XIV. On ne peut pas se donner quelque chose à soi-même, parce qu’il est à pré­sup­poser qu’on la possède avant qu’on se la donne. On ne peut point aussi se faire plaisir à soi-même ; car en ce cas-là, celui qui obligerait et celui qui demeurerait obligé, étant une même personne, et l’un pouvant être délivré par l’autre de son obli­ga­tion, ce serait en vain qu’on se serait obligé soi-même ; pour ce qu’on se ferait quitte quand on voudrait, et celui qui a cette puissance de se délivrer, est de là effectivement libre. D’où il appert, qu’une cité n’est point sujette aux lois civiles ; car les lois civiles sont les ordonnances de la ville, auxquelles si elle était liée, elle serait obligée à soi-même. De même, la ville ne peut pas s’obliger à un de ses bourgeois ; car il peut la délivrer de son obligation quand il lui plaira ; or est-il qu’il le veut toutes fois et quantes que la ville le désire : (car la volonté des particuliers est comprise dans la volonté du public) donc la ville est dégagée quand il lui plaît de l’être ; et par consé­quent elle est déjà effectivement libre. Or la volonté de cet homme, ou de ce conseil, qui a la puissance souveraine, est tenue pour la volonté de toute la ville, et celle-ci enferme les volontés de tous les particuliers. D’où je conclus que le souverain n’est point attaché aux lois civiles ( car il serait obligé à soi-même) ni ne peut point être obligé à aucun de ses concitoyens.

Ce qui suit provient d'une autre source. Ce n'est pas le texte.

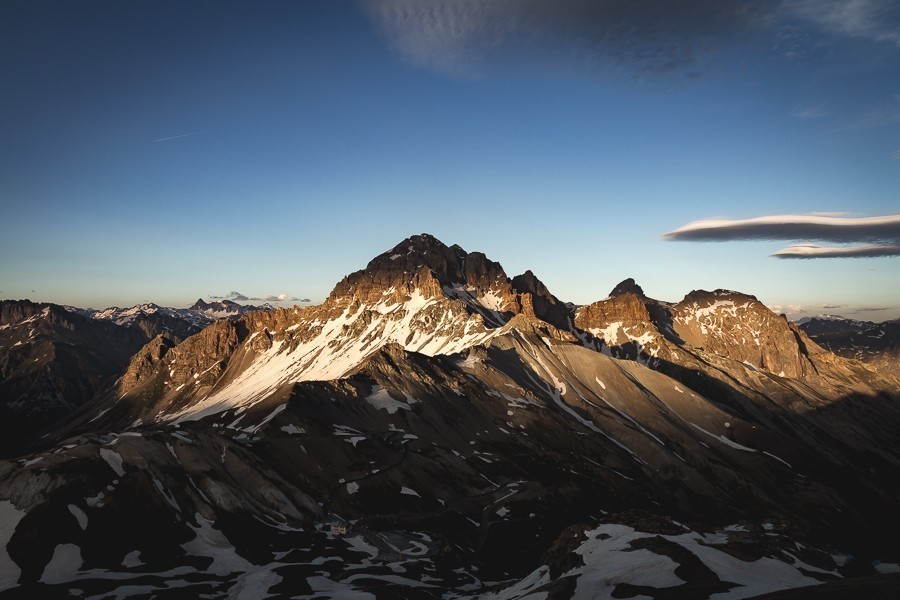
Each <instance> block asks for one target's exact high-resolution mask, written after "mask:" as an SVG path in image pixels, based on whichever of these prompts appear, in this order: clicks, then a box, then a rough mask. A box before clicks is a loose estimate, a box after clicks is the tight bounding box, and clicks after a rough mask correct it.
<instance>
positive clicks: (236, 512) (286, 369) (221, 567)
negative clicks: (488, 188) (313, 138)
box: [0, 234, 900, 600]
mask: <svg viewBox="0 0 900 600" xmlns="http://www.w3.org/2000/svg"><path fill="white" fill-rule="evenodd" d="M42 310H43V309H42ZM48 310H51V312H52V309H48ZM29 314H30V316H29V315H26V314H25V313H22V314H21V315H18V314H17V315H15V316H11V317H6V316H4V319H6V320H5V321H4V323H5V324H8V325H7V327H8V329H10V330H17V331H20V330H21V331H24V327H23V326H22V323H23V322H24V320H25V319H28V318H32V317H34V315H35V314H38V313H35V312H32V313H29ZM40 314H43V313H40ZM4 315H6V313H4ZM19 317H22V318H21V319H20V318H19ZM32 322H34V321H32ZM86 322H88V321H87V320H86ZM29 323H30V322H29ZM142 344H143V345H142V347H138V348H135V349H134V350H133V351H131V352H130V354H129V353H125V354H128V356H127V358H126V359H125V360H124V361H119V362H118V363H117V364H119V365H120V366H119V367H118V369H119V371H118V373H116V372H112V373H110V375H109V376H110V377H112V376H115V380H114V381H113V382H111V383H109V384H108V385H104V386H94V387H93V388H92V390H91V391H92V392H93V393H92V394H91V395H90V398H87V399H83V400H82V401H81V402H79V403H78V407H77V408H75V409H74V412H70V413H68V414H67V416H66V418H65V420H64V421H62V422H58V423H55V424H54V425H53V426H51V427H49V428H47V429H44V430H43V432H42V434H41V435H42V436H43V437H37V436H32V437H30V438H26V439H24V440H22V441H21V443H20V444H19V445H18V446H17V448H18V453H16V455H15V456H12V457H10V458H9V459H8V460H6V461H3V462H0V542H2V544H0V547H2V548H4V549H5V551H4V552H5V553H2V552H0V589H2V590H5V592H0V597H2V596H4V595H7V596H10V597H15V596H16V595H31V596H32V597H36V596H40V597H96V598H105V597H147V598H149V597H156V598H167V597H171V598H180V597H214V598H219V597H222V598H226V597H240V598H266V597H272V598H327V597H335V598H484V599H487V598H493V599H497V600H499V599H513V598H625V597H650V598H710V597H715V598H750V597H763V595H765V594H775V595H772V596H766V597H772V598H779V597H784V598H792V597H838V596H834V595H833V594H840V593H841V592H842V591H843V592H844V593H850V594H853V593H857V592H860V593H861V591H862V590H865V593H866V594H867V596H868V597H879V594H882V596H881V597H887V595H889V594H892V593H893V594H896V593H897V591H898V590H900V587H898V582H897V578H896V576H895V575H894V573H896V572H900V564H898V563H900V553H898V551H897V545H896V539H897V535H898V533H900V520H898V515H900V510H898V509H900V477H898V476H900V403H898V401H900V382H898V380H897V379H896V377H895V376H894V375H893V374H892V372H890V371H889V370H882V369H879V368H878V366H877V365H875V366H873V365H872V364H869V363H866V362H861V361H858V360H855V359H852V358H846V357H842V356H838V355H835V354H833V353H832V352H830V351H829V350H828V349H827V348H825V347H823V346H821V345H820V344H818V343H816V341H814V340H813V339H812V338H811V337H810V335H808V334H807V333H806V332H805V331H804V329H803V328H802V327H798V326H796V325H794V324H792V323H790V322H788V321H787V319H785V318H784V317H783V316H781V315H776V314H774V313H772V312H771V311H769V310H768V309H767V308H766V307H765V306H763V305H762V304H761V303H760V302H758V301H757V299H756V298H754V297H753V296H750V295H747V294H744V293H739V292H734V291H729V290H715V291H694V292H691V293H690V294H688V295H687V296H686V297H685V298H684V299H683V300H681V301H679V302H665V301H660V300H655V299H652V298H648V297H647V296H646V295H645V294H644V292H643V290H642V289H641V288H640V286H639V285H637V283H635V282H634V281H632V280H626V281H624V282H622V283H621V284H620V285H618V286H616V288H615V289H614V290H612V292H611V294H610V296H609V297H608V298H606V299H604V300H600V301H598V302H595V303H592V304H589V305H586V306H574V305H571V304H568V303H565V302H563V301H560V300H559V299H557V298H556V297H555V296H553V294H552V293H551V292H550V291H549V290H548V289H547V288H546V286H545V285H544V284H543V283H541V282H540V280H539V279H538V278H537V277H536V276H535V275H534V274H533V273H531V272H530V271H528V272H526V273H525V274H523V275H519V276H516V277H508V276H507V274H506V273H505V272H504V271H503V268H502V267H501V266H500V265H499V264H498V263H496V262H493V261H491V260H490V259H488V258H487V257H485V256H484V255H483V254H481V253H479V252H471V253H470V252H466V251H465V250H463V249H462V248H460V247H459V246H446V245H444V244H443V243H442V242H440V241H439V240H437V239H435V238H433V237H431V236H428V235H425V234H423V235H419V236H413V237H411V238H409V239H407V240H404V241H403V242H401V243H400V244H398V245H397V246H395V247H394V248H392V249H391V250H388V251H387V252H385V253H383V254H381V255H379V256H378V257H376V258H374V259H373V260H372V261H371V262H370V263H369V264H368V266H367V267H366V268H365V269H363V270H360V271H357V272H355V273H353V274H351V275H348V276H347V277H345V278H344V279H343V280H341V281H340V282H339V283H338V284H337V286H336V287H335V289H334V291H333V292H332V294H331V295H330V296H329V297H328V299H327V300H326V301H325V302H324V303H323V304H321V305H319V306H313V307H305V308H300V307H294V308H290V309H276V310H271V311H254V312H248V313H246V314H243V315H240V316H236V317H235V318H232V319H223V320H217V321H215V322H213V323H211V324H209V325H208V326H206V327H205V328H203V329H202V330H200V331H198V332H197V333H195V334H193V335H190V336H188V337H186V338H184V339H174V338H173V337H172V336H170V335H166V334H165V333H164V332H158V334H154V336H152V337H150V336H147V335H145V336H144V340H143V341H142ZM112 371H115V370H114V369H113V370H112ZM21 379H23V380H25V379H27V378H24V377H21ZM27 401H28V397H27V395H23V396H22V402H24V403H26V404H27ZM811 586H815V587H811ZM790 590H794V592H791V591H790ZM791 593H799V594H806V595H800V596H792V595H790V594H791ZM778 594H784V595H783V596H780V595H778ZM816 594H821V595H820V596H816ZM828 594H832V596H829V595H828Z"/></svg>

XV. Mais d’autant que, comme il a été prouvé ci-dessus, avant l’établissement de la société civile toutes choses appartiennent à tous et que personne ne peut dire qu’une chose est sienne si affirmativement, qu’un autre ne se la puisse attribuer avec même droit (car là où tout est commun, il n’y a rien de propre) il s’ensuit que la propriété des choses a commencé lorsque les sociétés civiles ont été établies ; et que ce qu’on nomme propre est ce que chaque particulier peut retenir à soi sans contre­venir aux lois, et avec la permission de la ville, c’est-à-dire de celui à qui on a com­mis la puissance souveraine. Cela étant, chaque particulier peut bien avoir en propre quelque chose à laquelle aucun de ses concitoyens n’osera toucher et n’aura point de droit, à cause qu’ils vivent tous sous les mêmes lois ; mais il n’en peut pas avoir la propriété en telle sorte qu’elle exclue toutes les prétentions du législateur et qu’elle empêche les droits de celui qui juge sans appel de tous les différends et dont la volonté a été faite la règle de toutes les autres. Mais encore qu’il y ait quantité de choses que la ville permet à ses habitants, et suivant lesquelles on peut quelquefois agir contre le public et tirer en cause le souverain ; néanmoins cette action n’est pas tant du droit civil que de l’équité naturelle ; et on ne met pas tant en question, quel a été le droit, comme quelle a été la volonté de celui qui commande ; de sorte qu’il en sera fait lui-même le juge, et on suppose que l’équité de la cause lui étant connue, il ne peut pas prononcer un jugement inique.


Remarque :

  • [Lorsque les sociétés, etc.] « L’objection qu’on M’a faite, qu’avant la fon­da­tion des villes, les pères de famille jouissaient de quelques biens en propriété, est de nulle considéra­tion, parce que j’avais dit que les familles étaient comme de petites républiques. En effet, les fils de famille y ont la propriété des biens que le père leur a donnée, distincte de celle de leurs frères, mais non pas de la propriété de leur père. Mais divers pères de famille qui ne reconnaissent point un père ni un maître commun, gardent encore le droit universel sur toutes choses et demeurent dans l’état de nature. »

Remarque :

  • [Quel a été le droit, etc.] « Quand on permet à un sujet d’agir par les lois contre son souverain ; on ne recherche pas, en cette action, si le souverain a droit de posséder la chose dont on est en question ; mais s’il a témoigné par ses lois précédentes qu’il a voulu la posséder : car la loi déclare la volonté du souverain. Comme donc il y a deux occasions pour lesquelles l’État peut demander de l’argent à un particulier, à savoir, par manière de tribut, ou en paiement d’une dette ; on ne peut point intenter action sur le premier sujet ; car ce n’est pas à un bourgeois de s’enquérir si la ville a le droit de faire quelque imposition. Mais en l’autre cas, il est permis d’agir contre la ville, parce qu’elle ne prétend point ôter le sien à personne par quelque petite finesse. Elle agit plus noblement et n’a pas besoin de chercher de prétexte. Ceux donc qui m’ont objecté en cet endroit que, par mes maximes, il serait aisé à un prince d’acquitter ses dettes, n’ont pas bien compris le sens de mes paroles. »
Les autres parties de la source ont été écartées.